While Semantic Kernel empowered AI agents within a single application, the real world demanded interoperability. Different agents needed to interact—across organizations, services, and platforms. The limitation of isolated function calling soon became clear. A more extensible, secure, and discoverable way to publish and consume functions was needed.

Enter Model Context Protocol (MCP).

MCP: A Protocol for Open, Secure AI Interoperability

The Model Context Protocol, led by innovators including GitHub and backed by the OpenAI developer ecosystem, proposes a standardized way for LLMs to discover and invoke capabilities hosted anywhere—be it on a local server, enterprise API, or public service.

Think of MCP servers as the modern equivalent of “function registries.” They allow:

  • Agents to query and discover available capabilities via a standard format.
  • Functions to describe themselves semantically, including auth, input/output schemas, and constraints.
  • A secure handshake and invocation pipeline, so one agent’s toolset can be safely used by another.

It’s the infrastructure needed to move from a single LLM agent to a network of agents working together across domains.

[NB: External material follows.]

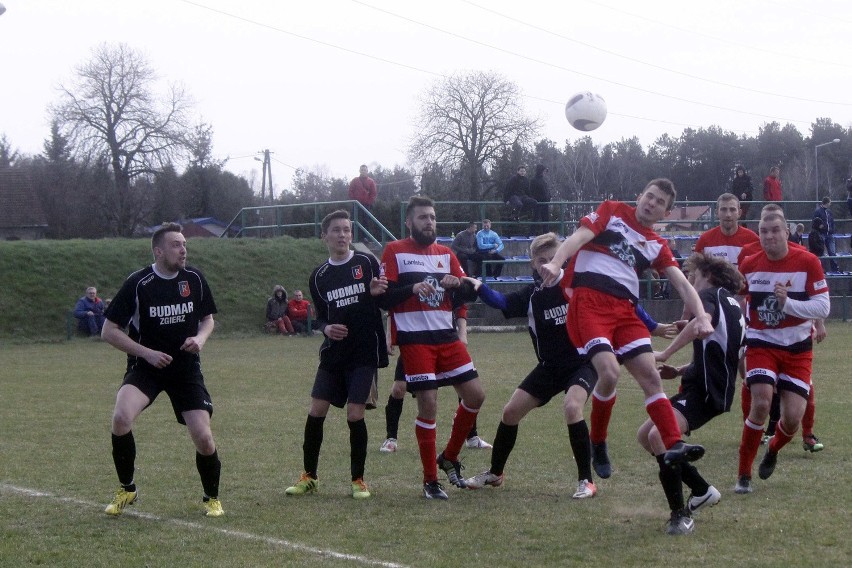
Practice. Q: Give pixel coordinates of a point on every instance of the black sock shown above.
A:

Why MCP Matters: An Open API for AI

Just as REST and GraphQL helped web services flourish, MCP may be the bridge that lets AI truly plug into the digital ecosystem:

  • Modular AI Development: Build once, publish anywhere. Tools built for one model can be reused by others.
  • Zero Trust Ready: Security is embedded from the start, with scopes, tokens, and permission management.
  • Cross-Model Collaboration: Models from different vendors can collaborate using a common protocol, enabling heterogeneous multi-agent systems.

Real-World Momentum

We’ve already seen examples like:

  • Claude building structures in Minecraft via MCP servers.
  • Plugins and Copilot extensions aligning with MCP specs to offer discoverable functionality.
  • Pulses of new MCP servers listed in public directories, showing adoption is growing fast.

From Function Calls to AI Protocols: What’s Next?

The transition from Semantic Kernel’s tightly-coupled function calls to the loosely-coupled, protocol-driven world of MCP reflects the broader evolution in software design—from monoliths to microservices, and now from mono-agents to mesh-agents.

This shift unlocks powerful possibilities:

  • Open marketplaces of AI services
  • Composable, dynamic workflows across models
  • Agentic systems that evolve by learning new functions over time

Conclusion

Semantic Kernel gave us the building blocks. MCP is giving us the roads, bridges, and traffic rules. Together, they set the stage for the next generation of intelligent systems—open, secure, and interoperable by design.

The future isn’t just AI-powered apps. It’s AI-powered networks—and MCP is the protocol that could make them real.